I have run a simple test to measure the AES-GCM performance in Java 9, by encrypting byte buffers in a loop. The results were somewhat confusing. The native (hardware) acceleration seems to work - but not always. More specifically,
- When encrypting 1MB buffers in a loop, the speed is ~60 MB/sec for the first ~50 seconds. Then it jumps to 1100 MB/sec, and stays there. Does JVM decide to activate the hardware acceleration after 50 seconds (or 3GB of data)? can it be configured? Where can I read about the new AES-GCM implementation (besides here).

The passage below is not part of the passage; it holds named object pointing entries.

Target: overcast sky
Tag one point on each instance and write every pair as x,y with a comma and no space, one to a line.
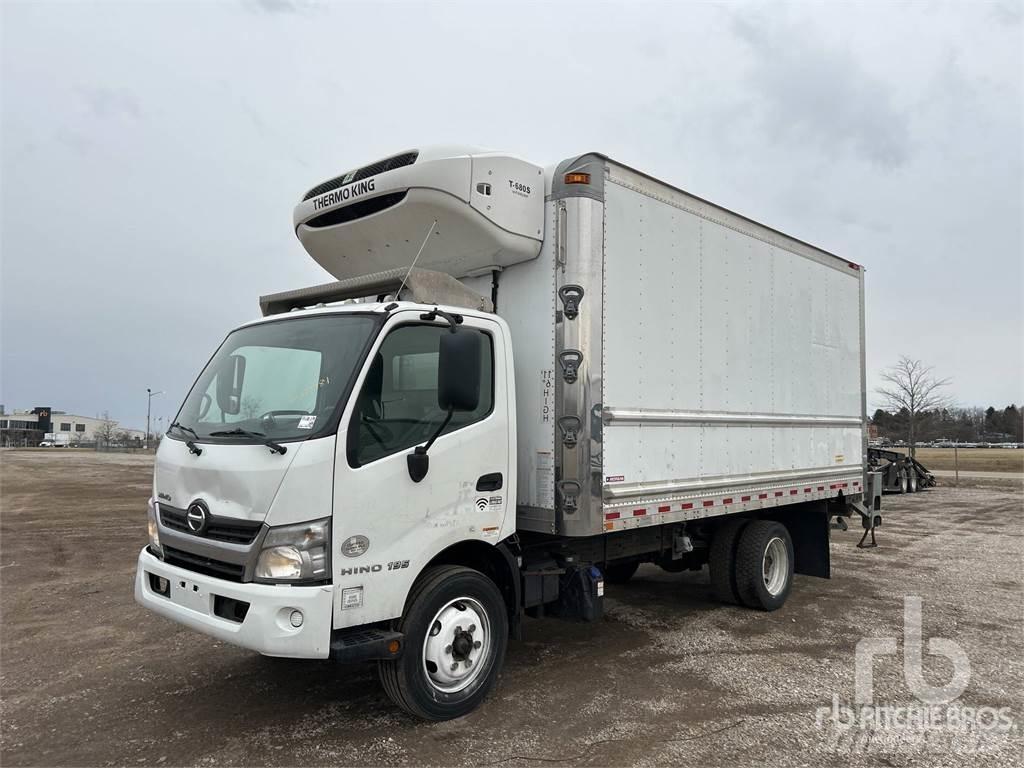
152,155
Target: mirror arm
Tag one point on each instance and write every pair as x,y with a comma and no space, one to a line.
453,320
418,462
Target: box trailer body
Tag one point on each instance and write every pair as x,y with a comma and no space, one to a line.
523,381
718,365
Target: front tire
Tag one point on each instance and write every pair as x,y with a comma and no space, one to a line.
764,565
456,628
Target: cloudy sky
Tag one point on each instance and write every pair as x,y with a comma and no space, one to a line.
152,154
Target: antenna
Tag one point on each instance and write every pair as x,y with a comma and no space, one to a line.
397,296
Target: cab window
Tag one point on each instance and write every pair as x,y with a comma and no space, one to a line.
397,407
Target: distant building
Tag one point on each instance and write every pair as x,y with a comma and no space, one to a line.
28,427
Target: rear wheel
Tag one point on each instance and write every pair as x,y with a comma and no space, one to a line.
722,560
621,572
764,564
456,629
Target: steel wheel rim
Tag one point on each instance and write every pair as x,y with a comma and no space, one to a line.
458,645
775,566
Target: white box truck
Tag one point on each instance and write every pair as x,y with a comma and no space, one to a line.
523,383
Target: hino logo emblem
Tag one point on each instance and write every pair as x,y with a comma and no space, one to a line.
197,517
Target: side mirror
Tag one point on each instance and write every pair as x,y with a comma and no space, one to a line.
459,371
229,380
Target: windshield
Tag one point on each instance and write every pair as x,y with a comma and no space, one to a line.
283,380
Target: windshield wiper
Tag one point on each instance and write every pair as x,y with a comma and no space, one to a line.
238,431
193,448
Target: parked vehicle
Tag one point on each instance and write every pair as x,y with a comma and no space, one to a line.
523,384
899,473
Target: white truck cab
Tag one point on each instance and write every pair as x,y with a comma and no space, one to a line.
505,398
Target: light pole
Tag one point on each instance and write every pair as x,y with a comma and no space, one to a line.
148,403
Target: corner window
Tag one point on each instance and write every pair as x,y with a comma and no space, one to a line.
397,407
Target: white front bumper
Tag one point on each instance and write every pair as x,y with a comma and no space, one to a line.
266,627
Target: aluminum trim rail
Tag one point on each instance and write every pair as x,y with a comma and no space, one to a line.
623,416
667,487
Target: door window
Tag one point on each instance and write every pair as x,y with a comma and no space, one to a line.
397,407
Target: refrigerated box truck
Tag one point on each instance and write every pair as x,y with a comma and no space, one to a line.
522,383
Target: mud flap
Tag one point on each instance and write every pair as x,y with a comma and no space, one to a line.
809,531
581,595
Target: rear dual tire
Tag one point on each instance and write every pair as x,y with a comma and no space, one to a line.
752,563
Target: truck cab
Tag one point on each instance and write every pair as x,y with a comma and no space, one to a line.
513,389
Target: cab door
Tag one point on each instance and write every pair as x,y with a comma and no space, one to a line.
386,525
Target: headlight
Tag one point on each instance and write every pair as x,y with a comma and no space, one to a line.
151,513
296,553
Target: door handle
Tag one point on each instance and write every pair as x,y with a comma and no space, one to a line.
489,482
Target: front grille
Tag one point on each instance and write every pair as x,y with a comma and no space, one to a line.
219,528
398,161
356,210
206,565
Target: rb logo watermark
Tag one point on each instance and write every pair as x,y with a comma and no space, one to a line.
934,722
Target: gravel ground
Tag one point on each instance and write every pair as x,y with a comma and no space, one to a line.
669,677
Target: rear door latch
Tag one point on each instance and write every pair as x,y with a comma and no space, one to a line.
569,425
570,496
570,295
569,360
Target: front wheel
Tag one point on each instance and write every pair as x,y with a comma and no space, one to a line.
456,629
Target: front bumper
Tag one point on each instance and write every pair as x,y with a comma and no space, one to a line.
266,627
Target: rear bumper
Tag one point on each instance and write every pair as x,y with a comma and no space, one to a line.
266,627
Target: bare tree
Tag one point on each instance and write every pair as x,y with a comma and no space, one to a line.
912,389
105,430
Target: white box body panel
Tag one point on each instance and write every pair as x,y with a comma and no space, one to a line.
700,317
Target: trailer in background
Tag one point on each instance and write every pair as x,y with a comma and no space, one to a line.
900,473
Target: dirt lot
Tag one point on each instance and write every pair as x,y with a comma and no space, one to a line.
670,677
979,460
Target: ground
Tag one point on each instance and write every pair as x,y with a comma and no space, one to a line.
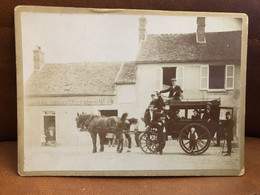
81,158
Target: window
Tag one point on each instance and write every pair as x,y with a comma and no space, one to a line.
168,74
180,76
49,134
158,79
230,76
204,72
164,75
217,77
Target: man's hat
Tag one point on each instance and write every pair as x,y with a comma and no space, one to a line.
228,113
209,103
195,110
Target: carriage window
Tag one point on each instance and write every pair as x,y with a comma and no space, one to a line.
49,135
223,111
182,113
168,74
194,114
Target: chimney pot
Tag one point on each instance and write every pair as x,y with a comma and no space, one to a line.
200,36
142,28
38,58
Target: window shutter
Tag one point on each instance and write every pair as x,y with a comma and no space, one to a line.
204,77
180,76
230,71
158,79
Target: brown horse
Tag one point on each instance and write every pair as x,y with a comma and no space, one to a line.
101,125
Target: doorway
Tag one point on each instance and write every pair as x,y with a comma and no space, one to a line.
49,128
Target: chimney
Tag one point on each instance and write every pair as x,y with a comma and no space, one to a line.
200,36
142,29
38,58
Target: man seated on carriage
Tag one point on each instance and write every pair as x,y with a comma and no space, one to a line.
175,91
195,115
155,107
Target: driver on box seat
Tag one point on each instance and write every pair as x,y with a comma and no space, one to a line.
175,90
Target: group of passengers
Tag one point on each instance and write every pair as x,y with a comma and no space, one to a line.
155,113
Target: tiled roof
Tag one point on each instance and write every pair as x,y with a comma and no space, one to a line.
184,47
94,78
127,74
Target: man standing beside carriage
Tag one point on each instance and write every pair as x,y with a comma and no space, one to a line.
228,126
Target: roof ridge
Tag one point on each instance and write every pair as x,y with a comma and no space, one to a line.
170,34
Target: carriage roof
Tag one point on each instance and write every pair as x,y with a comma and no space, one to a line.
194,103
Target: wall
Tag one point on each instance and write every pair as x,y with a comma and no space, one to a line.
65,115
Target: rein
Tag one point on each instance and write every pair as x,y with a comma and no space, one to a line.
89,120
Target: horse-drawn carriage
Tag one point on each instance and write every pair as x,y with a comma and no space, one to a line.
181,129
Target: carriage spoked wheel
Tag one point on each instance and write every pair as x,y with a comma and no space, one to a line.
144,139
198,145
149,141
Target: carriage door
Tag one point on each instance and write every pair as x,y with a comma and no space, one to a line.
108,113
49,127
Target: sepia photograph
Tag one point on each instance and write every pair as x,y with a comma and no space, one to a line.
130,92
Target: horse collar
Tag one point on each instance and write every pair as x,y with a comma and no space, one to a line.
89,120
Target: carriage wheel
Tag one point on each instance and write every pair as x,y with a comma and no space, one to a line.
144,139
200,145
149,141
153,142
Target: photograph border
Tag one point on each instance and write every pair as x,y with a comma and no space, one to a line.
69,10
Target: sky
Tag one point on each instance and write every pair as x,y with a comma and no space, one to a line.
72,38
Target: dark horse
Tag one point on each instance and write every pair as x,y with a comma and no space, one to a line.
101,125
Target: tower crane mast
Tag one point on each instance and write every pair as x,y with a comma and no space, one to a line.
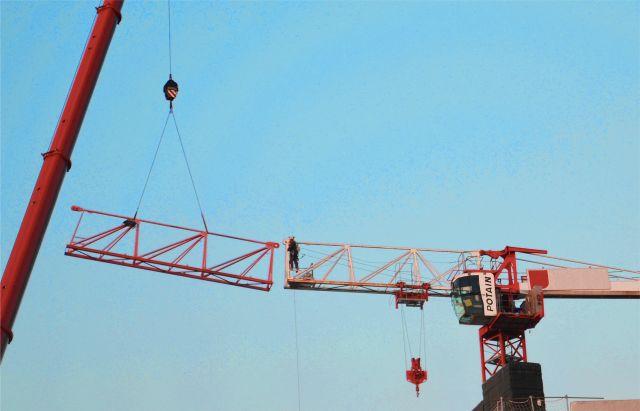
485,286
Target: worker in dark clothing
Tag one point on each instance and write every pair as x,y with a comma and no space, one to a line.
292,249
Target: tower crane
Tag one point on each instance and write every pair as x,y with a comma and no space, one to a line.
503,291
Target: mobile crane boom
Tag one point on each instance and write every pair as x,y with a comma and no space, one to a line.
57,161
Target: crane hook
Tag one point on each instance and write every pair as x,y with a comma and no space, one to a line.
170,91
416,375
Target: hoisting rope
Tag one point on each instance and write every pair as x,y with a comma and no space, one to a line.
169,13
170,90
155,155
193,184
406,338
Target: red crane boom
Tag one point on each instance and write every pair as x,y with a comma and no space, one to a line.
57,161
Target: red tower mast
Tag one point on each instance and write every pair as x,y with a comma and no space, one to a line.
57,161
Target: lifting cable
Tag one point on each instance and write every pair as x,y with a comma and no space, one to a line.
170,90
406,338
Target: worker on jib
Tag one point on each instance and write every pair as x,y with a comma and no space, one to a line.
292,249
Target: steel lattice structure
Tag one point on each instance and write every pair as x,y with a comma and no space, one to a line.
189,255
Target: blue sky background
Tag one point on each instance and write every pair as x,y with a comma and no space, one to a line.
444,124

- When encrypting 100MB buffers, the hardware acceleration doesn't kick in at all. The speed is a flat 60 MB/sec.
My test code looks like this:
int plen = 1024*1024;
byte[] input = new byte[plen];
for (int i=0; i < input.length; i++) { input[i] = (byte)i;}
byte[] nonce = new byte[12];
...
// Uses SunJCE provider
Cipher cipher = Cipher.getInstance("AES/GCM/NoPadding");
byte[] key_code = {0,1,2,3,4,5,6,7,8,9,10,11,12,13,14,15};
SecretKey key = new SecretKeySpec(key_code, "AES");
SecureRandom random = new SecureRandom();
long total = 0;
while (true) {
random.nextBytes(nonce);
GCMParameterSpec spec = new GCMParameterSpec(GCM_TAG_LENGTH * 8, nonce);
cipher.init(Cipher.ENCRYPT_MODE, key, spec);
byte[] cipherText = cipher.doFinal(input);
total += plen;
// print delta_total/delta_time, once in a while
}
Feb 2019 update: HotSpot had been modified to address this issue. The fix is applied in Java 13, and also backported to Java 11 and 12.
https://bugs.java.com/bugdatabase/view_bug.do?bug_id=JDK-8201633, https://hg.openjdk.java.net/jdk/jdk/rev/f35a8aaabcb9
July 16, 2019 update: The newly released Java version (Java 11.0.4) fixes this problem.